Shahbaz challenged head-on the "forces of intolerance", promising that, in unity with others, "we will not allow you to capture our country". He called on his audience to join with him in this struggle: "Let's pledge that we will work together to promote harmony and tolerance. We will bridge the gaps among different faiths. We will strengthen this world with the message of peace and tolerance."

At the heart of Shahbaz's work, particularly as minister, was an effort to reform, or repeal, Pakistan's notorious blasphemy laws which have been so widely misused with such disastrous consequences for many.

But it was this campaign that in the end cost Shahbaz his own life. Four months before his murder, he recorded an interview with the BBC, for broadcast in the event of his death. He said: "These Taliban threaten me. But I want to share that I believe in Jesus Christ, who has given his own life for us. I know what is the meaning of the Cross and I am following the Cross. I am ready to die for a cause. I am living for my community and suffering people, and I will die to defend their rights."

Those words should stand as his epitaph. Shahbaz Bhatti was for me, as he was for millions of Pakistanis and many other people around the world, a hero. He was a man of extraordinary courage, faith and personal commitment, but also of immense humility and humour. There are calls for his beatification, and I hope that in time these calls will be heard, for this man of great virtue, faith and courage, this modern-day martyr, would be a symbol of hope for all those persecuted for their faith. In my own personal faith and my journey into the Catholic Church, Shahbaz inspired me immensely too, and I have told his story in my book, From Burma to Rome: A Journey into the Catholic Church, which I have also dedicated to him. In the dedication, I have said that I believe he is now "smiling from heaven".

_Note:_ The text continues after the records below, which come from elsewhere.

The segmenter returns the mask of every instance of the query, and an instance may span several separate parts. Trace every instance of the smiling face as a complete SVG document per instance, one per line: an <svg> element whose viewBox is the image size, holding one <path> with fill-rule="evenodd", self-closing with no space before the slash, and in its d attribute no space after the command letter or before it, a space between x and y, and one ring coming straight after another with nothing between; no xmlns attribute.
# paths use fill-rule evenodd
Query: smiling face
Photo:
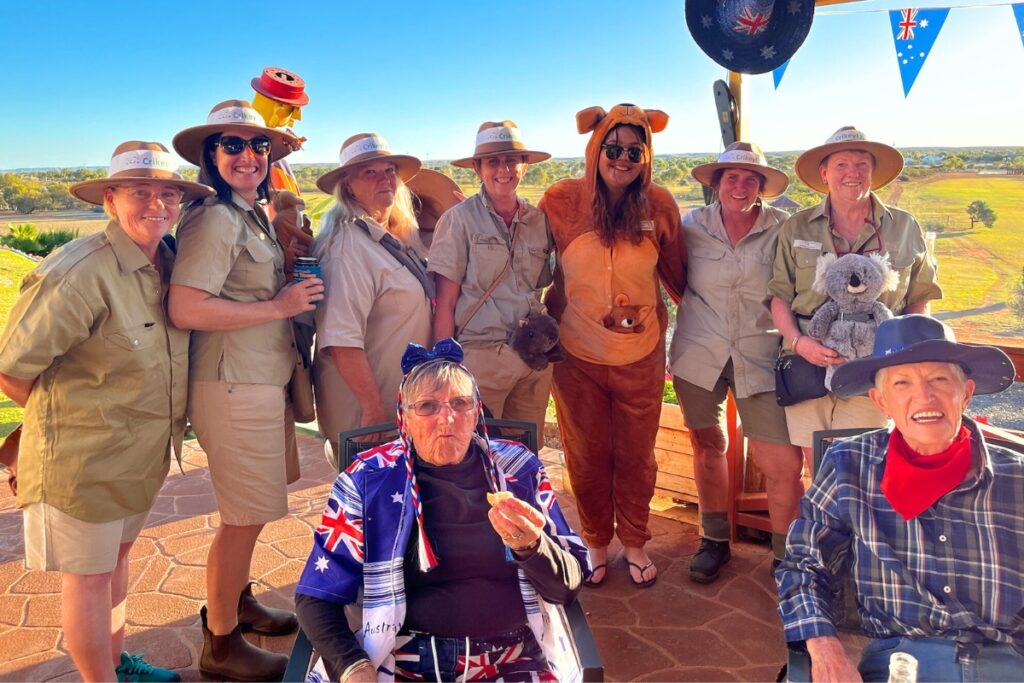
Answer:
<svg viewBox="0 0 1024 683"><path fill-rule="evenodd" d="M516 188L523 179L526 157L520 154L502 154L484 157L473 162L473 168L494 201L508 202L515 199Z"/></svg>
<svg viewBox="0 0 1024 683"><path fill-rule="evenodd" d="M221 137L232 135L243 140L266 137L266 133L263 131L241 126L228 128L221 134ZM248 145L241 154L228 154L219 146L214 147L213 154L214 164L224 182L249 202L255 202L259 195L260 183L267 177L267 171L270 168L269 158L266 155L256 154Z"/></svg>
<svg viewBox="0 0 1024 683"><path fill-rule="evenodd" d="M640 134L632 126L618 126L613 128L604 139L604 145L619 145L625 148L618 159L609 159L605 148L602 146L597 160L597 172L604 181L605 186L613 195L621 194L630 184L643 173L647 156L646 147ZM638 162L629 160L626 150L638 148L642 150L642 158Z"/></svg>
<svg viewBox="0 0 1024 683"><path fill-rule="evenodd" d="M458 464L469 452L479 407L475 399L464 392L464 389L450 385L426 391L407 403L402 410L402 419L416 447L416 453L431 465ZM453 399L456 405L464 399L470 399L473 401L473 407L465 412L459 412L449 405ZM440 410L436 414L416 414L414 406L431 401L440 402Z"/></svg>
<svg viewBox="0 0 1024 683"><path fill-rule="evenodd" d="M960 418L974 395L974 380L952 363L910 363L883 368L868 391L915 451L941 453L960 432Z"/></svg>
<svg viewBox="0 0 1024 683"><path fill-rule="evenodd" d="M130 183L104 192L117 222L143 251L171 231L181 211L181 190L170 183Z"/></svg>
<svg viewBox="0 0 1024 683"><path fill-rule="evenodd" d="M723 169L715 186L718 201L727 213L747 212L754 208L764 189L764 176L744 168Z"/></svg>
<svg viewBox="0 0 1024 683"><path fill-rule="evenodd" d="M869 152L859 150L830 154L818 167L822 182L828 185L829 196L846 202L868 197L874 170L875 158Z"/></svg>
<svg viewBox="0 0 1024 683"><path fill-rule="evenodd" d="M398 191L398 166L378 159L353 168L342 181L348 193L371 215L387 211Z"/></svg>

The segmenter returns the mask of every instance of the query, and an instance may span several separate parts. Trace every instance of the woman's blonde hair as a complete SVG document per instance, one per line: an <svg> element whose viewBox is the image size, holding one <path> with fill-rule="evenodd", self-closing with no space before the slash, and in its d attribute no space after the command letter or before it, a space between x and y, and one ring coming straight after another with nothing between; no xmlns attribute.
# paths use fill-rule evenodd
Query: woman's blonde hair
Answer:
<svg viewBox="0 0 1024 683"><path fill-rule="evenodd" d="M351 223L357 218L369 217L366 209L348 191L347 181L348 173L343 173L334 186L334 204L320 219L320 232L313 243L314 254L324 252L339 225ZM388 224L384 228L405 244L410 244L413 235L419 230L416 212L412 206L412 193L401 179L399 179L398 188L395 190L395 201L391 205Z"/></svg>
<svg viewBox="0 0 1024 683"><path fill-rule="evenodd" d="M476 396L476 379L464 366L452 361L424 363L413 368L402 383L402 409L420 396L450 388L459 396Z"/></svg>

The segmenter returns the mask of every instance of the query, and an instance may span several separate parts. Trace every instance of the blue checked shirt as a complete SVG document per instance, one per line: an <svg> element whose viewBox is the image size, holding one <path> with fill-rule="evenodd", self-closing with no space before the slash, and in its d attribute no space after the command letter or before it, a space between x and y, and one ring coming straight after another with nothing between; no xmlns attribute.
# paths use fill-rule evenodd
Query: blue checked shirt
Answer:
<svg viewBox="0 0 1024 683"><path fill-rule="evenodd" d="M881 491L886 430L828 450L776 572L787 641L836 634L830 584L852 573L872 638L1024 645L1024 457L964 424L983 466L910 521Z"/></svg>

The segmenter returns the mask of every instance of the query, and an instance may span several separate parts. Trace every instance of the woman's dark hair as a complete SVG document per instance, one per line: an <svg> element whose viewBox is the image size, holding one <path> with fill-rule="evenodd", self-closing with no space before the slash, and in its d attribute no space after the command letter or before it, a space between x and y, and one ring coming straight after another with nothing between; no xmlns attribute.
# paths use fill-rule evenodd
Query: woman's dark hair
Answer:
<svg viewBox="0 0 1024 683"><path fill-rule="evenodd" d="M715 172L711 174L711 187L712 189L714 189L715 192L718 192L718 183L722 182L722 176L724 176L725 172L728 170L728 166L724 168L716 168ZM757 173L757 171L754 171L754 173ZM764 184L768 181L768 179L764 177L763 173L757 173L757 177L761 179L760 191L764 192Z"/></svg>
<svg viewBox="0 0 1024 683"><path fill-rule="evenodd" d="M199 157L199 176L198 182L204 185L209 185L217 192L217 199L222 202L231 201L231 186L228 185L228 181L224 180L221 176L220 171L217 170L217 164L214 162L217 154L217 143L220 141L220 133L214 133L210 137L203 141L203 153ZM264 201L270 200L270 161L267 161L267 175L263 177L260 182L260 186L256 190L257 198ZM196 206L202 204L203 200L196 199L189 206Z"/></svg>
<svg viewBox="0 0 1024 683"><path fill-rule="evenodd" d="M619 124L605 134L605 140L619 128L632 128L640 142L644 144L644 159L641 163L650 164L650 152L646 149L647 132L640 126ZM598 151L598 161L600 163ZM640 222L647 219L647 193L643 191L644 174L640 173L636 179L629 184L619 201L614 206L608 205L608 188L601 179L601 172L597 171L597 192L594 193L594 223L601 244L610 247L616 239L626 239L633 244L640 244L643 240L643 230Z"/></svg>

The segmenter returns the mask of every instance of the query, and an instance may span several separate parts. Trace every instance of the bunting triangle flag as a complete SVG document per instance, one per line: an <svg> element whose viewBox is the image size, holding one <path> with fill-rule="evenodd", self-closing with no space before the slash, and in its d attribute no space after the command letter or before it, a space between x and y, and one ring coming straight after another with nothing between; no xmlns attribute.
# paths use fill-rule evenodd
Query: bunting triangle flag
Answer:
<svg viewBox="0 0 1024 683"><path fill-rule="evenodd" d="M775 89L779 89L779 83L782 82L782 76L786 73L786 67L789 66L789 60L787 59L782 63L782 66L775 67L772 71L772 80L775 81Z"/></svg>
<svg viewBox="0 0 1024 683"><path fill-rule="evenodd" d="M949 14L948 7L934 9L894 9L889 11L896 61L903 79L903 96L910 94L924 61L931 54L935 39Z"/></svg>
<svg viewBox="0 0 1024 683"><path fill-rule="evenodd" d="M1013 16L1017 17L1017 35L1020 36L1021 42L1024 42L1024 2L1018 2L1013 6Z"/></svg>

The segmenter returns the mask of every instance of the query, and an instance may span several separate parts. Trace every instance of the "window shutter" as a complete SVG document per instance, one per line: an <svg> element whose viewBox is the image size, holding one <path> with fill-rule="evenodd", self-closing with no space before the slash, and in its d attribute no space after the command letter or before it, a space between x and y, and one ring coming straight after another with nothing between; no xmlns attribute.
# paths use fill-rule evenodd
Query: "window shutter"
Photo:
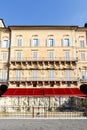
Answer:
<svg viewBox="0 0 87 130"><path fill-rule="evenodd" d="M46 39L46 46L47 46L47 41L48 41L48 39Z"/></svg>
<svg viewBox="0 0 87 130"><path fill-rule="evenodd" d="M40 39L38 39L38 46L40 46Z"/></svg>
<svg viewBox="0 0 87 130"><path fill-rule="evenodd" d="M55 40L53 39L53 46L55 46Z"/></svg>
<svg viewBox="0 0 87 130"><path fill-rule="evenodd" d="M32 39L30 39L30 46L32 46Z"/></svg>
<svg viewBox="0 0 87 130"><path fill-rule="evenodd" d="M63 40L63 39L61 39L61 46L63 46L63 42L64 42L64 40Z"/></svg>

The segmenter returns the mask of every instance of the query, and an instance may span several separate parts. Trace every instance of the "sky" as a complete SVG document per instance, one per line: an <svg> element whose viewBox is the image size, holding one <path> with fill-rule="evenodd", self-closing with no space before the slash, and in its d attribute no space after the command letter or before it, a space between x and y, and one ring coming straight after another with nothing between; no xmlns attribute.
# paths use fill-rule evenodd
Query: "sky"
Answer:
<svg viewBox="0 0 87 130"><path fill-rule="evenodd" d="M87 0L0 0L9 25L78 25L87 22Z"/></svg>

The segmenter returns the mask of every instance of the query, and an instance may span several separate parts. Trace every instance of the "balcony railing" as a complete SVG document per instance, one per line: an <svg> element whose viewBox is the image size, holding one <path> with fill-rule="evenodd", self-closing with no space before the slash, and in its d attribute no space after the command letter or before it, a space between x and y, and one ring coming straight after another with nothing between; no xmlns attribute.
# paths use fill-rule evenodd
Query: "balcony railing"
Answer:
<svg viewBox="0 0 87 130"><path fill-rule="evenodd" d="M37 57L37 58L32 58L32 57L21 57L21 58L17 58L17 57L13 57L10 59L11 62L37 62L37 61L66 61L66 62L70 62L70 61L77 61L77 58L74 57L53 57L53 58L48 58L48 57Z"/></svg>
<svg viewBox="0 0 87 130"><path fill-rule="evenodd" d="M62 77L62 78L51 78L51 77L45 77L45 78L41 78L41 77L11 77L9 78L9 81L15 81L15 82L28 82L28 81L61 81L61 82L71 82L71 81L78 81L78 78L76 77Z"/></svg>

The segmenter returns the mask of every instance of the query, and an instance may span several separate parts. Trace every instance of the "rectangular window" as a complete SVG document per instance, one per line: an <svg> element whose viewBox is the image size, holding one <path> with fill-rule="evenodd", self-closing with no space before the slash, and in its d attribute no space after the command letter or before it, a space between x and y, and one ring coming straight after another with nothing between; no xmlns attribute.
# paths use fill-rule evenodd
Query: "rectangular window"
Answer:
<svg viewBox="0 0 87 130"><path fill-rule="evenodd" d="M32 51L32 60L37 60L37 58L38 58L37 51Z"/></svg>
<svg viewBox="0 0 87 130"><path fill-rule="evenodd" d="M70 70L66 70L66 80L70 81Z"/></svg>
<svg viewBox="0 0 87 130"><path fill-rule="evenodd" d="M54 70L49 70L49 80L54 80Z"/></svg>
<svg viewBox="0 0 87 130"><path fill-rule="evenodd" d="M80 42L80 47L85 47L85 42L84 42L84 40L80 40L79 42Z"/></svg>
<svg viewBox="0 0 87 130"><path fill-rule="evenodd" d="M49 57L49 60L53 60L54 59L54 52L53 51L49 51L48 52L48 57Z"/></svg>
<svg viewBox="0 0 87 130"><path fill-rule="evenodd" d="M18 61L21 60L21 51L18 51L18 52L16 53L16 58L17 58Z"/></svg>
<svg viewBox="0 0 87 130"><path fill-rule="evenodd" d="M18 47L22 46L22 39L21 38L17 39L17 46Z"/></svg>
<svg viewBox="0 0 87 130"><path fill-rule="evenodd" d="M20 81L21 78L21 70L16 70L16 80Z"/></svg>
<svg viewBox="0 0 87 130"><path fill-rule="evenodd" d="M80 55L81 55L81 60L83 60L83 61L84 61L84 60L85 60L85 52L81 52L81 54L80 54Z"/></svg>
<svg viewBox="0 0 87 130"><path fill-rule="evenodd" d="M65 60L70 60L70 51L65 51Z"/></svg>
<svg viewBox="0 0 87 130"><path fill-rule="evenodd" d="M81 74L82 74L82 80L87 81L87 70L82 70Z"/></svg>
<svg viewBox="0 0 87 130"><path fill-rule="evenodd" d="M7 79L7 71L6 70L2 70L2 72L1 72L1 79L2 79L2 81L6 81L6 79Z"/></svg>
<svg viewBox="0 0 87 130"><path fill-rule="evenodd" d="M49 46L49 47L54 46L54 39L48 39L47 46Z"/></svg>
<svg viewBox="0 0 87 130"><path fill-rule="evenodd" d="M3 40L2 41L2 48L8 48L9 47L9 41L8 40Z"/></svg>
<svg viewBox="0 0 87 130"><path fill-rule="evenodd" d="M37 80L37 70L32 70L32 78L33 80Z"/></svg>
<svg viewBox="0 0 87 130"><path fill-rule="evenodd" d="M38 46L38 39L37 38L32 39L31 46L33 46L33 47Z"/></svg>
<svg viewBox="0 0 87 130"><path fill-rule="evenodd" d="M63 40L62 40L62 46L70 46L70 40L69 40L69 38L64 38Z"/></svg>
<svg viewBox="0 0 87 130"><path fill-rule="evenodd" d="M7 61L7 52L2 52L2 61Z"/></svg>

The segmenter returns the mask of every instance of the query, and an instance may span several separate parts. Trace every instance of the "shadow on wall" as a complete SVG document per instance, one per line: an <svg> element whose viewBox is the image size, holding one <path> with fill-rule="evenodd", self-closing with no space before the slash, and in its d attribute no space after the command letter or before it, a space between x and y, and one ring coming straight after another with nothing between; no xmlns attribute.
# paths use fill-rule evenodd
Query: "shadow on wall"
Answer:
<svg viewBox="0 0 87 130"><path fill-rule="evenodd" d="M87 96L87 84L82 84L80 90Z"/></svg>
<svg viewBox="0 0 87 130"><path fill-rule="evenodd" d="M3 84L0 86L0 97L1 97L1 95L3 95L7 91L7 89L8 89L7 85Z"/></svg>

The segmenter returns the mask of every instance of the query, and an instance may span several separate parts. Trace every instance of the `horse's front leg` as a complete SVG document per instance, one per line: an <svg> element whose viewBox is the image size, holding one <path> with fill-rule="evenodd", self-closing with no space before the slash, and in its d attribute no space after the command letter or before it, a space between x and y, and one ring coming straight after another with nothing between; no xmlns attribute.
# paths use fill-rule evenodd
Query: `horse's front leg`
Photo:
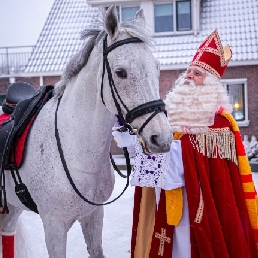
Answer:
<svg viewBox="0 0 258 258"><path fill-rule="evenodd" d="M90 258L105 257L102 249L103 216L103 207L97 207L87 217L79 220Z"/></svg>
<svg viewBox="0 0 258 258"><path fill-rule="evenodd" d="M10 203L8 203L8 209L9 214L2 215L1 231L5 233L12 233L15 232L17 220L23 209L15 207Z"/></svg>
<svg viewBox="0 0 258 258"><path fill-rule="evenodd" d="M64 221L61 214L59 216L40 214L40 216L43 221L49 258L65 258L70 223Z"/></svg>

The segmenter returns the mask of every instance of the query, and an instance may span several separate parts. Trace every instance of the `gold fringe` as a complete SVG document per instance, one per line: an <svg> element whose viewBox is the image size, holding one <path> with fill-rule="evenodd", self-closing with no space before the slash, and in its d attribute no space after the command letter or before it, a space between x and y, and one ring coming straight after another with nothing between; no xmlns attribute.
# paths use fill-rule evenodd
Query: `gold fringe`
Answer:
<svg viewBox="0 0 258 258"><path fill-rule="evenodd" d="M228 159L238 165L235 136L228 127L213 129L207 133L189 135L190 141L198 152L209 158Z"/></svg>

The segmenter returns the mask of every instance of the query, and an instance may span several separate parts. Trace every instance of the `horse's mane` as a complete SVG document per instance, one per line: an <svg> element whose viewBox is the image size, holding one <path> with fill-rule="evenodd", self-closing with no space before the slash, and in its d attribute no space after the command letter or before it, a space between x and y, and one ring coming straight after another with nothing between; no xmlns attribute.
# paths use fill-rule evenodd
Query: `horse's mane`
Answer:
<svg viewBox="0 0 258 258"><path fill-rule="evenodd" d="M101 24L101 27L104 27ZM149 46L153 45L153 39L149 35L149 32L141 24L135 22L135 20L124 21L119 25L120 31L125 31L133 37L141 39ZM61 80L55 85L55 95L61 96L65 90L66 84L76 76L81 69L87 64L90 54L101 39L106 35L106 31L100 29L85 29L81 32L81 40L84 40L82 48L68 61Z"/></svg>

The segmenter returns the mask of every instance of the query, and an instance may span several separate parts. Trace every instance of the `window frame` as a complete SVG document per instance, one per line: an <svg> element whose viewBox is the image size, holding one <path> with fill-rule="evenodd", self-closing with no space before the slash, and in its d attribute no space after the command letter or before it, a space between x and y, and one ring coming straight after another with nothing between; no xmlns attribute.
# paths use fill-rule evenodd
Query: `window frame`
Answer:
<svg viewBox="0 0 258 258"><path fill-rule="evenodd" d="M221 83L225 86L232 85L232 84L243 84L244 85L244 115L245 119L243 121L236 121L239 127L247 127L250 124L250 120L248 120L248 86L247 86L247 79L240 78L240 79L222 79Z"/></svg>
<svg viewBox="0 0 258 258"><path fill-rule="evenodd" d="M179 2L189 2L190 3L190 30L177 30L178 29L178 3ZM181 1L175 1L176 5L176 31L181 32L181 31L191 31L193 29L193 21L192 21L192 1L191 0L181 0Z"/></svg>
<svg viewBox="0 0 258 258"><path fill-rule="evenodd" d="M190 23L191 23L191 29L190 30L182 30L182 31L178 31L177 30L177 2L186 2L188 0L170 0L170 1L154 1L153 2L153 36L171 36L171 35L188 35L188 34L194 34L194 21L193 21L193 4L192 4L192 0L190 1ZM173 31L166 31L166 32L156 32L155 31L155 5L162 5L162 4L173 4Z"/></svg>

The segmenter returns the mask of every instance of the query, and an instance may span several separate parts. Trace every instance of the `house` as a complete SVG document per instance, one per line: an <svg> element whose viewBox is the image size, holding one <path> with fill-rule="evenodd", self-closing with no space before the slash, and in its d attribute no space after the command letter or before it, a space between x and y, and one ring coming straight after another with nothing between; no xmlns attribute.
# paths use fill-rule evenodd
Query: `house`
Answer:
<svg viewBox="0 0 258 258"><path fill-rule="evenodd" d="M18 80L35 87L57 82L82 44L80 31L97 26L100 13L113 4L120 21L144 9L156 42L154 55L161 64L161 97L188 67L200 43L218 29L223 45L233 51L221 80L230 94L233 115L242 136L258 137L257 0L55 0L25 71L0 75L0 93Z"/></svg>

Let us all, in our own ways, continue to work to ensure that the values for which Shahbaz lived, and died, did not die with him but live on, in all of us, and that those values - freedom of religion or belief for all; peace, harmony and respect between people of different faiths; justice and equality for all - triumph over the voices of intolerance, hatred, conflict, terror and injustice, in Pakistan and beyond. In the meantime, let us always remember Shahbaz Bhatti, a man I was privileged to call not just my hero, not just my colleague, but my friend and brother.